Plaid Cymru want to see 100% renewables in Wales by 2035, announced as part of its manifesto for elections to the Cardiff assembly in May. The party has vowed to back community-owned power schemes and an energy efficiency drive.
Energy spokesman Llyr Gruffydd said Wales generated twice as much electricity as it uses but only 10% came from renewable sources like wind.
Mr Gruffydd was launching the policy with a visit to the proposed £1bn Swansea Bay tidal lagoon project, which he hailed as “innovative”.

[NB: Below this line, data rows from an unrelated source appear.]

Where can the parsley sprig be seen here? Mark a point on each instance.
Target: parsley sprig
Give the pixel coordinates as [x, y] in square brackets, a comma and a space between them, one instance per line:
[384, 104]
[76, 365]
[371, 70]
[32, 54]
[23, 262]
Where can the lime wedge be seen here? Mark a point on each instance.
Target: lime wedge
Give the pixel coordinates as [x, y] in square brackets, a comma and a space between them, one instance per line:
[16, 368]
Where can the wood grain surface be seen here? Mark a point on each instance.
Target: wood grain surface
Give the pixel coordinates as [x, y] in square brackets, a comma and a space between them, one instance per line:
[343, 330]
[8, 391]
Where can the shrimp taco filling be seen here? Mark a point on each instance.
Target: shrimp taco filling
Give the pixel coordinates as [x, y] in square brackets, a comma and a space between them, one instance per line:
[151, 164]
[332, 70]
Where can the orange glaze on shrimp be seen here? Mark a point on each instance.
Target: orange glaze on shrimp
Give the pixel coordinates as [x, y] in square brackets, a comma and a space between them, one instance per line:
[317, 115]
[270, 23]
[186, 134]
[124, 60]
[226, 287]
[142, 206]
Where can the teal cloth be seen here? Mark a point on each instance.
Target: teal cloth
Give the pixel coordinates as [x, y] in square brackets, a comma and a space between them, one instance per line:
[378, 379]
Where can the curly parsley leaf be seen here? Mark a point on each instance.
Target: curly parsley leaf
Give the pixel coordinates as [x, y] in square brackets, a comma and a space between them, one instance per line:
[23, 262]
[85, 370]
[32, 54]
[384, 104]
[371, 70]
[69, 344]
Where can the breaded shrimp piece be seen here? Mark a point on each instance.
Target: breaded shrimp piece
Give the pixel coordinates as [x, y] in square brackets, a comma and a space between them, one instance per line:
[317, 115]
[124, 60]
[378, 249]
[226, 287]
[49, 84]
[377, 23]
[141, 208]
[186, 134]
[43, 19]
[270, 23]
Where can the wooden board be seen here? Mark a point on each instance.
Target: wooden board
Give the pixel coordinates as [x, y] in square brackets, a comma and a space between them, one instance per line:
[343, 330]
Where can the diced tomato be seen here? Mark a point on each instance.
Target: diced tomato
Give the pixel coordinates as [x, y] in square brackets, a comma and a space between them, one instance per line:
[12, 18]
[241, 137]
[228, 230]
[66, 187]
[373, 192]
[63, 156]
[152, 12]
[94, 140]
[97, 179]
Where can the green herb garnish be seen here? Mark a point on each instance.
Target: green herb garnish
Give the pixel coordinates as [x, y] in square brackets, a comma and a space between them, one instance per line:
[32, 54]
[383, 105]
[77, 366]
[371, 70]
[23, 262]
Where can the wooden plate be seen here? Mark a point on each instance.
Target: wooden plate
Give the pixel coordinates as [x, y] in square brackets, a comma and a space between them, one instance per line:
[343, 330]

“Wales is an energy rich nation. We generate almost twice the electricity we use but too much of that currently relies on burning fossil fuels,” he said. “We are well placed to take advantage of the global shift towards renewables and enjoy the economic benefits that comes with it – but at the moment we are not realising our potential.”
On cutting energy use, he said Plaid Cymru would update building regulations as a way of ensuring better efficiency.
“We’ll lead by example by doing more to ensure public buildings help with generating and saving energy too,” he added.
Dr Ian Masters from Swansea University said the policy would be expensive but achievable and could create jobs. Dr Masters, a lecturer in renewable energy, said he thought the policy was realistic.
“Wales has the natural resources. We have wind, we have tide, we have space to build solar farms as well, so we have all the opportunities in terms of our natural resources and with the right political will I think it is perfectly possible.
“It would be expensive, but remember we export half the electricity we generate to the rest of the UK so we will get the jobs benefit here in Wales and we will export green electricity.”
However, Prof Alan Guwy, head of the Sustainable Environment Research Centre at the University of South Wales, said one practical issue would be the intermittent nature of energy from sources such as wind power, which are dependent on weather conditions.
“One of the big hurdles for a 100% target is the need for significant storage in the grid,” he said.
“Renewables don’t always come when demand dictates.”